Claim Rejections - 35 USC § 103
6.	The following is a quotation of 35 U.S.C. 103 which forms the basis for all obviousness rejections set forth in this Office action:
A patent for a claimed invention may not be obtained, notwithstanding that the claimed invention is not identically disclosed as set forth in section 102 of this title, if the differences between the claimed invention and the prior art are such that the claimed invention as a whole would have been obvious before the effective filing date of the claimed invention to a person having ordinary skill in the art to which the claimed invention pertains.  Patentability shall not be negated by the manner in which the invention was made.

7.	Claims 3, 13 are rejected under 35 U.S.C.103 as being unpatentable over Koukoumidis et al. (US 11,086,858 B1) in view of Pyo et al. (US 2005/0261905 A1.)

 	With respect to Claim 3, Koukoumidis et al. disclose all the limitations of Claim 1 upon which Claim 3 depends. Koukoumidis et al. fail to explicitly teach 
 	further comprising determining that a confidence score associated with the first intent is less than a threshold value, wherein generating the first response comprises performing one or more operations based on a non-intent specific response library to generate a response that is unrelated to the first intent.  
	However, Pyo et al. teach 
 	further comprising determining that a confidence score associated with the first intent is less than a threshold value, wherein generating the first response comprises performing one or more operations based on a non-intent specific response library to generate a response that is unrelated to the first intent (Pyo et al. [0053] Referring to FIGS. 1 and 4, in operation 410, a user utterance is input from the system speaking style determination unit 120, and the reliability of a recognized character string included in the user utterance is compared with a predetermined threshold. According to the comparison result, it is determined whether or not it is necessary for the speaker to re-utter the user utterance. If the reliability is less than the threshold, an interrogative in a predetermined system utterance generated in advance is set as an emphasis part and the user is asked to re-utter the sentence.) 
 	Koukoumidis et al. and Pyo et al. are analogous art because they are from a similar field of endeavor in the Signal Processing techniques and applications. Therefore, it would have been obvious to one of ordinary skill in the art before the effective filing date of the claimed invention to modify the steps of generating the response based on the speculative query as taught by Koukoumidis et al., using teaching of generating an interrogative in advance as taught by Pyo et al. for the benefit of asking the user to re-utter the input (Pyo et al. [0053] Referring to FIGS. 1 and 4, in operation 410, a user utterance is input from the system speaking style determination unit 120, and the reliability of a recognized character string included in the user utterance is compared with a predetermined threshold. According to the comparison result, it is determined whether or not it is necessary for the speaker to re-utter the user utterance. If the reliability is less than the threshold, an interrogative in a predetermined system utterance generated in advance is set as an emphasis part and the user is asked to re-utter the sentence.) 

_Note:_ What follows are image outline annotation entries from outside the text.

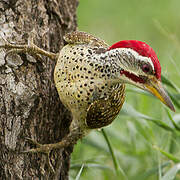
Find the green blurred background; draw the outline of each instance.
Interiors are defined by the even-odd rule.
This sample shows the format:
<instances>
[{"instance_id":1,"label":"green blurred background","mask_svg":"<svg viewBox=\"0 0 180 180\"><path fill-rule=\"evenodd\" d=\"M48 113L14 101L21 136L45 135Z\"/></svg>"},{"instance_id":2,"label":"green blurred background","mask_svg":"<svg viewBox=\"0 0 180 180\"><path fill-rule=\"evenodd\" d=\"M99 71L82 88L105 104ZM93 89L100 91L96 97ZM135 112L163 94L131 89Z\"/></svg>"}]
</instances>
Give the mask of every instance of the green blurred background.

 	With respect to Claim 13, Koukoumidis et al. disclose all the limitations of Claim 11 upon which Claim 13 depends. Koukoumidis et al. fail to explicitly teach 
 	further comprising determining that a confidence score associated with the first intent is less than a threshold value, wherein generating the first response comprises performing one or more operations based on a non-intent specific response library to generate a response that is unrelated to the first intent.  
	However, Pyo et al. teach
 	further comprising determining that a confidence score associated with the first intent is less than a threshold value, wherein generating the first response comprises performing one or more operations based on a non-intent specific response library to generate a response that is unrelated to the first intent (Pyo et al. [0053] Referring to FIGS. 1 and 4, in operation 410, a user utterance is input from the system speaking style determination unit 120, and the reliability of a recognized character string included in the user utterance is compared with a predetermined threshold. According to the comparison result, it is determined whether or not it is necessary for the speaker to re-utter the user utterance. If the reliability is less than the threshold, an interrogative in a predetermined system utterance generated in advance is set as an emphasis part and the user is asked to re-utter the sentence.) 
 	Koukoumidis et al. and Pyo et al. are analogous art because they are from a similar field of endeavor in the Signal Processing techniques and applications. Therefore, it would have been obvious to one of ordinary skill in the art before the effective filing date of the claimed invention to modify the steps of generating the response based on the speculative query as taught by Koukoumidis et al., using teaching of generating an interrogative in advance as taught by Pyo et al. for the benefit of asking the user to re-utter the input (Pyo et al. [0053] Referring to FIGS. 1 and 4, in operation 410, a user utterance is input from the system speaking style determination unit 120, and the reliability of a recognized character string included in the user utterance is compared with a predetermined threshold. According to the comparison result, it is determined whether or not it is necessary for the speaker to re-utter the user utterance. If the reliability is less than the threshold, an interrogative in a predetermined system utterance generated in advance is set as an emphasis part and the user is asked to re-utter the sentence.) 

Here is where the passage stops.